Kitap:Fasıldan Fasıla 2
Damat Efendi lakabıyla meşhur Mecmeu’l‑enhur sahibi Muhammed İbn Süleyman, talebelik günlerinden birinde, gece yarısı, mum ışığı altında ders çalışmaktadır. Bir ara kapı çalınır. Açar. Karşısında bir genç kız durmaktadır. Yolunu kaybettiğini ve ortalıkta başkaca da bir ışık görmediği için buraya geldiğini söyler. Molla, onu içeriye alır. Sonra da kendini yine dersine verir.. verir ama, sabaha kadar ara sıra elini, yanan mumun üzerine tutmayı da ihmal etmez. Evet, sabaha kadar bunu pek çok defa tekrar eder. Gün ışıdıktan sonra genç kız oradan ayrılır. Evine döner. Burası Osmanlı vezirlerinden birinin sarayıdır. Ve bu genç kız da o vezirin kerimesidir. Saray halkı, ona geceyi nerede ve nasıl geçirdiğini merakla sorarlar. Çünkü bütün gece onu aramış ama bir türlü bulamamışlardır. Genç kız, başından geçenleri ve gördüklerini bir bir anlatır. Vezir, mollayı sarayına davet eder ve niçin sabaha kadar elini yanan mumun üzerinde tuttuğunu ve elinin yanmasına sebep olduğunu sorar. Molla: “Yolunu kaybettiği için kapımı çalan genç kızı dışarda bırakamazdım. Bu sebeple onu odama aldım. Nefsimin desiselerine karşı koyabilmek için de, elimi ara sıra mumun bana Cehennem’i hatırlatan alevi üzerine koydum. Ve böylece yanlış bir şey yapmaktan kurtuldum.” der.

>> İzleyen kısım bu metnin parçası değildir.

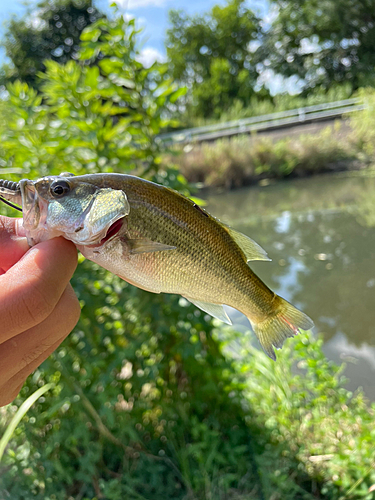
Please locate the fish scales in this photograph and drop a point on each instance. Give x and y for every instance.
(160, 241)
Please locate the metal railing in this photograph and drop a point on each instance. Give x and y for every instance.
(263, 123)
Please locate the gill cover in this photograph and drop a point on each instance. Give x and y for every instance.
(61, 206)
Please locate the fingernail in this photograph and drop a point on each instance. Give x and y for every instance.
(20, 230)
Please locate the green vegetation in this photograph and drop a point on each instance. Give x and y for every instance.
(248, 159)
(323, 44)
(149, 398)
(210, 54)
(50, 31)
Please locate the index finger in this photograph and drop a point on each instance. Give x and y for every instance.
(30, 290)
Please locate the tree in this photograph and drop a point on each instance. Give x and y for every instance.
(213, 55)
(51, 31)
(324, 43)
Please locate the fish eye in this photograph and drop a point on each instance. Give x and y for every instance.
(59, 188)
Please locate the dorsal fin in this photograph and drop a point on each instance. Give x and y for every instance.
(252, 250)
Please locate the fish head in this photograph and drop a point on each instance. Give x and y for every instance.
(70, 207)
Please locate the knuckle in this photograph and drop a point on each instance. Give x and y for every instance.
(38, 304)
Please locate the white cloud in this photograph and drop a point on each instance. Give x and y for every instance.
(149, 55)
(137, 4)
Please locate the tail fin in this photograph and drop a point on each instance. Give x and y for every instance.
(275, 329)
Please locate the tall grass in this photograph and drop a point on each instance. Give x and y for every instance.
(243, 160)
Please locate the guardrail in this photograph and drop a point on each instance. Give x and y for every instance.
(263, 123)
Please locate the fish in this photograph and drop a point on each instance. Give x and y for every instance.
(160, 241)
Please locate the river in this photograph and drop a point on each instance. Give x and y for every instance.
(320, 234)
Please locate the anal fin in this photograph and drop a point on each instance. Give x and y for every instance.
(215, 310)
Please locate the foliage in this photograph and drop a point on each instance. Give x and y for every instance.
(232, 163)
(315, 431)
(149, 400)
(213, 55)
(51, 31)
(89, 118)
(261, 106)
(323, 43)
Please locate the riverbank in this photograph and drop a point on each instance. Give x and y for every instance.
(246, 160)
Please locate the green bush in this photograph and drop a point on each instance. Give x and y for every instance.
(148, 400)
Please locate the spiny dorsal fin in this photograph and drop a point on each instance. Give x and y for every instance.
(215, 310)
(252, 250)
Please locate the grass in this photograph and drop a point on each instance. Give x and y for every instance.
(243, 160)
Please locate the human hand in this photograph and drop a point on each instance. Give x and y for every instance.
(38, 307)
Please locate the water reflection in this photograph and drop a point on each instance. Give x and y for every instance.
(320, 234)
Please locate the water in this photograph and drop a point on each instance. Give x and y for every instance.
(320, 234)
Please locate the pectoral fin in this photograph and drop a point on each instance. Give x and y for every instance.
(215, 310)
(252, 250)
(144, 246)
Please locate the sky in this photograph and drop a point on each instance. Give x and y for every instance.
(151, 14)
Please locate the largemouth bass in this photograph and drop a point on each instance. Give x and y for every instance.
(157, 240)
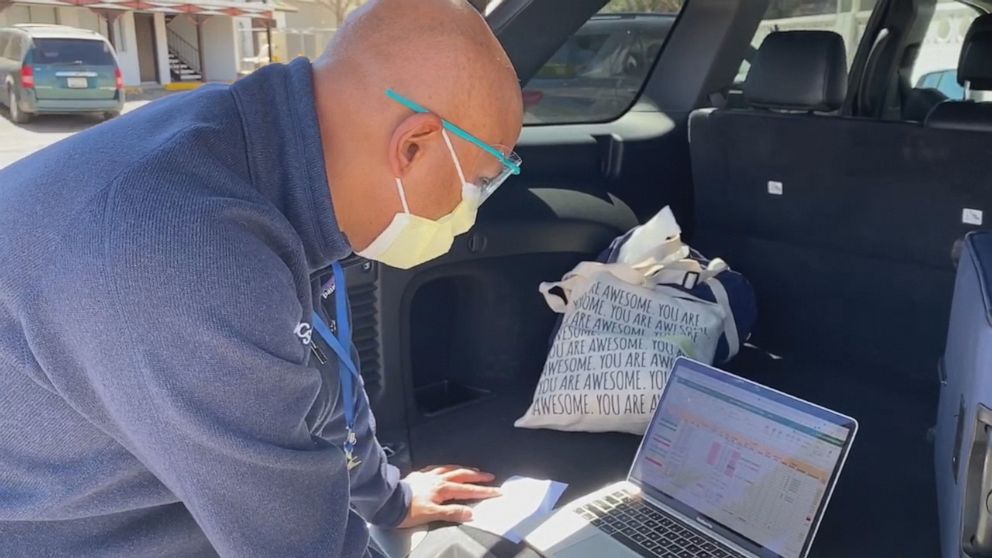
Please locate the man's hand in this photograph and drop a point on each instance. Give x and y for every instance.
(433, 486)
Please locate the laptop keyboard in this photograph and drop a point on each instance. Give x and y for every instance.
(650, 531)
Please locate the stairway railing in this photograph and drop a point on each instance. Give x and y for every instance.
(184, 50)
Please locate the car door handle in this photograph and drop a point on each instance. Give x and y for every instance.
(977, 516)
(610, 155)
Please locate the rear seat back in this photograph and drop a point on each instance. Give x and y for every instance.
(974, 74)
(844, 226)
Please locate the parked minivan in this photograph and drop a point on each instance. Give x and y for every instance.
(54, 69)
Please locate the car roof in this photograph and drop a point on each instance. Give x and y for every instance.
(608, 22)
(47, 31)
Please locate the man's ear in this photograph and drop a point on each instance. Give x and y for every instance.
(408, 141)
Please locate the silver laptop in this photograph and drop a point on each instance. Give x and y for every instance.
(727, 468)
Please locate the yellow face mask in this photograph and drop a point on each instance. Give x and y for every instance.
(411, 240)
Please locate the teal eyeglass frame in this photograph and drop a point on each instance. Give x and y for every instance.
(416, 107)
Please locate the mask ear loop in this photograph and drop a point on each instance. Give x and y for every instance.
(399, 188)
(454, 155)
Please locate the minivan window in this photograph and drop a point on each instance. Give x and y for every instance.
(847, 19)
(72, 51)
(597, 74)
(936, 64)
(13, 51)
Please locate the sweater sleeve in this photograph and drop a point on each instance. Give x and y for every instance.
(208, 386)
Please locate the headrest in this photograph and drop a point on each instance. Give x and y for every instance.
(798, 70)
(975, 64)
(961, 115)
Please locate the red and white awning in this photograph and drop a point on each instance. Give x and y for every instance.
(232, 8)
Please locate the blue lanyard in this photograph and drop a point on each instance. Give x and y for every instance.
(341, 345)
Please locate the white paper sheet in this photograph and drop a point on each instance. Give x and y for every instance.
(523, 503)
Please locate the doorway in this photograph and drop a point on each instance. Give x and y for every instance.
(144, 31)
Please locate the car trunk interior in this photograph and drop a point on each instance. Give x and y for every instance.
(884, 504)
(866, 344)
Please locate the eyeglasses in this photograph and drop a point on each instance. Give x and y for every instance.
(511, 161)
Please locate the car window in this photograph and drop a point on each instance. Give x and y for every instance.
(941, 48)
(949, 86)
(13, 50)
(847, 18)
(599, 71)
(72, 51)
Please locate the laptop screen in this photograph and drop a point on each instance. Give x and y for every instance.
(751, 463)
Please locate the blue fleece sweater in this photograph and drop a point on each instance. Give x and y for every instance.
(155, 397)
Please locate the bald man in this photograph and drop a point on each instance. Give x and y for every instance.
(158, 297)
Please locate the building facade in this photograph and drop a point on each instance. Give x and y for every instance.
(162, 41)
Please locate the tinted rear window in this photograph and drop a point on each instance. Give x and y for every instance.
(72, 51)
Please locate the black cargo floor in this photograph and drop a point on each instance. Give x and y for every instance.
(884, 504)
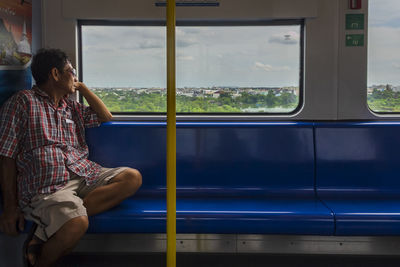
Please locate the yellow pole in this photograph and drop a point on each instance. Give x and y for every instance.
(171, 136)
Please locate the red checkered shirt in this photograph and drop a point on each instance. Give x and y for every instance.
(47, 142)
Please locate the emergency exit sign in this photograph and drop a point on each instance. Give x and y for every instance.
(354, 21)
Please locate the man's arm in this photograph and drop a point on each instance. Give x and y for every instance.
(11, 215)
(95, 103)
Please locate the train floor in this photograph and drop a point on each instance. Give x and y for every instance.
(229, 260)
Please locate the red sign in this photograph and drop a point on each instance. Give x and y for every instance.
(355, 4)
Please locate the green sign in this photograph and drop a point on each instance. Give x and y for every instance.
(354, 21)
(354, 39)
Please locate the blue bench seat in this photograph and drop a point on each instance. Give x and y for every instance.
(357, 176)
(238, 178)
(219, 215)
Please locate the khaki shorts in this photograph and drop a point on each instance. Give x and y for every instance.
(51, 211)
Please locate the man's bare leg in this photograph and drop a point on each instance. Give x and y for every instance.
(61, 243)
(122, 186)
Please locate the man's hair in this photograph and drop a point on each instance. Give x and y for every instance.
(44, 61)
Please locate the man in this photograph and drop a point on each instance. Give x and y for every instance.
(45, 174)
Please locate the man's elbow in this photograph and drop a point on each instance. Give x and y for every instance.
(106, 117)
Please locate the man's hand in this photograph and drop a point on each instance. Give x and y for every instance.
(9, 220)
(94, 102)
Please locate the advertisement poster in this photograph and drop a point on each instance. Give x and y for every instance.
(15, 46)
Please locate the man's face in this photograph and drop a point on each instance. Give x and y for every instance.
(68, 78)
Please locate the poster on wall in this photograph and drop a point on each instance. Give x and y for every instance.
(15, 47)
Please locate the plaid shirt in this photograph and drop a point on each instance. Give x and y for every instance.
(47, 142)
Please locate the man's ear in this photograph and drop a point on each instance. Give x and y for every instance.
(55, 74)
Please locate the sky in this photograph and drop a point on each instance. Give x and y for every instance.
(384, 42)
(253, 56)
(246, 56)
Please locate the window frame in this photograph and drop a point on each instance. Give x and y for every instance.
(209, 23)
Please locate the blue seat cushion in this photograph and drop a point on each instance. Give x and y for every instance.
(218, 215)
(361, 216)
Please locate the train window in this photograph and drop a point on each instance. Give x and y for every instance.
(221, 69)
(383, 56)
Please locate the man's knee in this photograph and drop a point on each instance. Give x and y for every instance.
(74, 229)
(133, 180)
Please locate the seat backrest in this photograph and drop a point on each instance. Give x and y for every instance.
(357, 159)
(213, 158)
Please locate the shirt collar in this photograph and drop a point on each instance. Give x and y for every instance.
(42, 93)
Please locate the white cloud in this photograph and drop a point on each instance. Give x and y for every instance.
(185, 58)
(269, 68)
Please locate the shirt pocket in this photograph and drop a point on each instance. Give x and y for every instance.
(69, 131)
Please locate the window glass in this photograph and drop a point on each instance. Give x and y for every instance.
(383, 56)
(220, 69)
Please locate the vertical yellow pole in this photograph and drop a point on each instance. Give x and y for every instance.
(171, 136)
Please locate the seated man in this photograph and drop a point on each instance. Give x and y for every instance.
(46, 176)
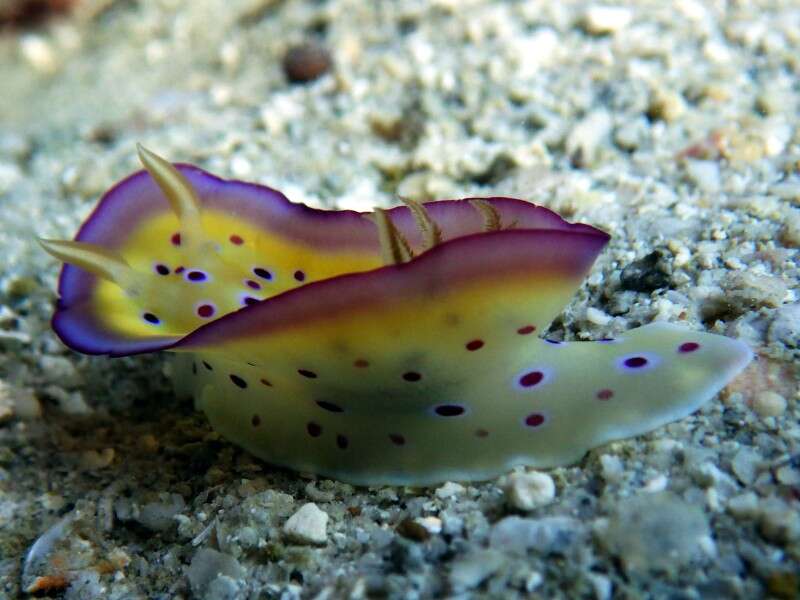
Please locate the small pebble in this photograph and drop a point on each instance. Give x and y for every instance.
(769, 404)
(412, 530)
(39, 53)
(583, 142)
(469, 571)
(744, 506)
(656, 532)
(527, 491)
(666, 105)
(704, 174)
(207, 565)
(611, 467)
(93, 460)
(597, 316)
(306, 62)
(21, 403)
(307, 526)
(550, 535)
(780, 522)
(745, 465)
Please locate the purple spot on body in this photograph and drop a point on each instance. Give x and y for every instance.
(605, 394)
(474, 345)
(637, 363)
(449, 410)
(531, 379)
(205, 311)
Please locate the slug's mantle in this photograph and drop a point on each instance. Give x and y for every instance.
(398, 347)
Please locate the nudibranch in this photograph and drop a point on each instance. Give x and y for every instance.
(395, 347)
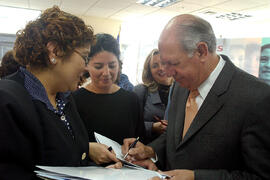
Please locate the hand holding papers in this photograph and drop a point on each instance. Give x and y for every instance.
(132, 146)
(94, 173)
(116, 148)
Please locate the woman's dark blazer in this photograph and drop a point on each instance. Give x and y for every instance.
(30, 134)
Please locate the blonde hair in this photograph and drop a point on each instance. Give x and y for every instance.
(147, 77)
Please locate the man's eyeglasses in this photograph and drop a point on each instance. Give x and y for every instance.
(264, 59)
(85, 58)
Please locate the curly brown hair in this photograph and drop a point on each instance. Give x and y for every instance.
(8, 64)
(64, 30)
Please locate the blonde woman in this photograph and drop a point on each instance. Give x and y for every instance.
(153, 95)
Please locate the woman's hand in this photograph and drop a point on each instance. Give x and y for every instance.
(160, 127)
(100, 154)
(178, 174)
(117, 165)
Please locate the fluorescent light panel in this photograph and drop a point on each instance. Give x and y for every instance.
(157, 3)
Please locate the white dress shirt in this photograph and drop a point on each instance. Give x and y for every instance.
(205, 87)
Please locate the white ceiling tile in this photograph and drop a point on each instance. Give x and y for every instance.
(77, 7)
(42, 5)
(100, 12)
(237, 5)
(112, 4)
(183, 7)
(140, 9)
(15, 3)
(206, 2)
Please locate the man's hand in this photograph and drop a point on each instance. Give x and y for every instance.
(179, 174)
(160, 127)
(140, 152)
(148, 164)
(100, 154)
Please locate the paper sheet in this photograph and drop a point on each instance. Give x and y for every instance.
(95, 173)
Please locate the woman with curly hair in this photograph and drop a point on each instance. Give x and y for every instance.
(8, 64)
(39, 123)
(104, 107)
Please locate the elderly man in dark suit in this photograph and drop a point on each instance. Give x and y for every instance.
(219, 125)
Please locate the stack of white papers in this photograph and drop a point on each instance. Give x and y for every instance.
(128, 172)
(116, 148)
(94, 173)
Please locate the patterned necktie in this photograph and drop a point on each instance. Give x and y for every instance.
(191, 110)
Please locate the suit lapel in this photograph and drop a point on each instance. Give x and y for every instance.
(213, 102)
(180, 116)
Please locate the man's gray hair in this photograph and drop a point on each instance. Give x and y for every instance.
(193, 31)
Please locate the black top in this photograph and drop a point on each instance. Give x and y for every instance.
(163, 92)
(115, 115)
(31, 134)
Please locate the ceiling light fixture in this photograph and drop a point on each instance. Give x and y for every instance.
(157, 3)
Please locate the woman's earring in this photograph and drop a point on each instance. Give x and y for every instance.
(53, 60)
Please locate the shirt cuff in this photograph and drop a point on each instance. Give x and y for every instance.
(154, 160)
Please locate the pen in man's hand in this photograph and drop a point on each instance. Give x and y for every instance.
(109, 148)
(159, 120)
(132, 146)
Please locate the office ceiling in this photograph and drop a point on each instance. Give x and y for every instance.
(128, 9)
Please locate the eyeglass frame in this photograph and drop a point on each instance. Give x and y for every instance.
(85, 58)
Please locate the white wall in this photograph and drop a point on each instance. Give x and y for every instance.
(102, 25)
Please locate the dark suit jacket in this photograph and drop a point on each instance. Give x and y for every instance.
(230, 136)
(30, 134)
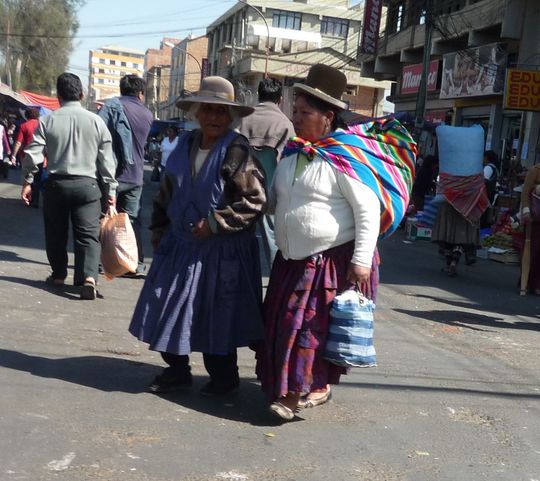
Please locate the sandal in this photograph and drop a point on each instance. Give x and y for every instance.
(281, 411)
(88, 290)
(306, 402)
(51, 281)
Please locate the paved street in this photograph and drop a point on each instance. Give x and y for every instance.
(456, 395)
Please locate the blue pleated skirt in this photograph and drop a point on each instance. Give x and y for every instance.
(202, 296)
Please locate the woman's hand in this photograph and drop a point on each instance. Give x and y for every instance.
(26, 193)
(202, 230)
(360, 274)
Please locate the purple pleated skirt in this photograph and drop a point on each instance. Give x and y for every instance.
(296, 315)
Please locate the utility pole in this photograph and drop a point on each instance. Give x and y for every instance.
(8, 53)
(422, 90)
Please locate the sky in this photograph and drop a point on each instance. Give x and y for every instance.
(138, 24)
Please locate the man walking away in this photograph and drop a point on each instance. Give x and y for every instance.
(79, 151)
(268, 129)
(129, 122)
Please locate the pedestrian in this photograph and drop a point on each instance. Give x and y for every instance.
(79, 154)
(129, 122)
(333, 196)
(24, 135)
(491, 174)
(461, 186)
(5, 150)
(168, 144)
(530, 217)
(203, 291)
(268, 129)
(23, 139)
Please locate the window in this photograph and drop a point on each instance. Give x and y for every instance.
(335, 27)
(284, 19)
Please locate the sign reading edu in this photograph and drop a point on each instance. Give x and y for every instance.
(522, 90)
(412, 74)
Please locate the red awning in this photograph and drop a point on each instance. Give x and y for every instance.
(8, 92)
(50, 103)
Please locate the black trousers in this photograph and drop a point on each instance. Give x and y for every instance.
(223, 369)
(74, 198)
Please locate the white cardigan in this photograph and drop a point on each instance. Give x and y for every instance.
(323, 208)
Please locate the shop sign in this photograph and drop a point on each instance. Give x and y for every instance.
(436, 116)
(412, 74)
(370, 30)
(522, 90)
(474, 72)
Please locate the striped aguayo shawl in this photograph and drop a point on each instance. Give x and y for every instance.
(380, 154)
(466, 194)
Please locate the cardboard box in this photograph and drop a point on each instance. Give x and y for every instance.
(413, 231)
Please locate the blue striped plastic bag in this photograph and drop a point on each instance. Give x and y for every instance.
(350, 334)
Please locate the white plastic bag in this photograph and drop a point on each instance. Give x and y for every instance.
(119, 254)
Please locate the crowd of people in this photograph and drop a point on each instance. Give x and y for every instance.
(321, 192)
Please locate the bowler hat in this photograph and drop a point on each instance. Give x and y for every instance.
(326, 83)
(214, 90)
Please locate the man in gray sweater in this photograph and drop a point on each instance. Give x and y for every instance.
(79, 154)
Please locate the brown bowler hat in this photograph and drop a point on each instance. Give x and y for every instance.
(326, 83)
(214, 90)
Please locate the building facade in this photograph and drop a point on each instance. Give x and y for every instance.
(189, 63)
(284, 39)
(157, 74)
(473, 44)
(107, 65)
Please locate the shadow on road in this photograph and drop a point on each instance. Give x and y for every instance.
(11, 256)
(112, 374)
(66, 291)
(510, 309)
(469, 320)
(445, 389)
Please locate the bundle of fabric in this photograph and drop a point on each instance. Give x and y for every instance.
(467, 194)
(381, 154)
(429, 214)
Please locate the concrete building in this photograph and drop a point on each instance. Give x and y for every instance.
(107, 65)
(292, 36)
(189, 63)
(474, 42)
(157, 73)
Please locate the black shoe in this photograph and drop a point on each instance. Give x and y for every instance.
(213, 389)
(169, 381)
(138, 274)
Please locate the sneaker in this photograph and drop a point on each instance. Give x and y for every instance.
(88, 290)
(169, 382)
(139, 273)
(212, 389)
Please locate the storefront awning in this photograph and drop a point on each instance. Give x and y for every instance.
(50, 103)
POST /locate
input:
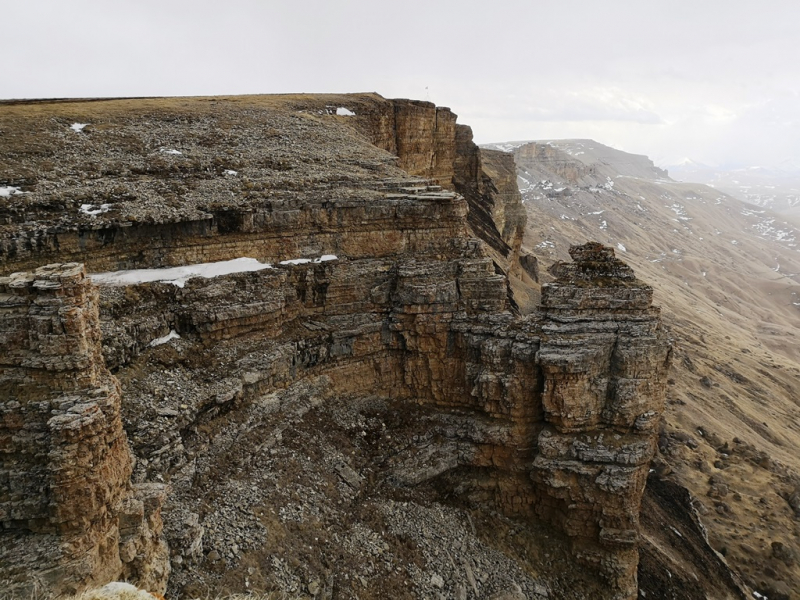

Esasen, her haram kapımızı çaldığında, takip etmemiz gereken yol irademizin hakkını verme şeklinde olmalıdır. Zaten, her haramın zehirli bal olduğu da bilinen gerçeklerden değil mi? İnsan, geçici ve süflî zevkleri ebedî ve ulvî Cennet zevkine tercih etmemeli...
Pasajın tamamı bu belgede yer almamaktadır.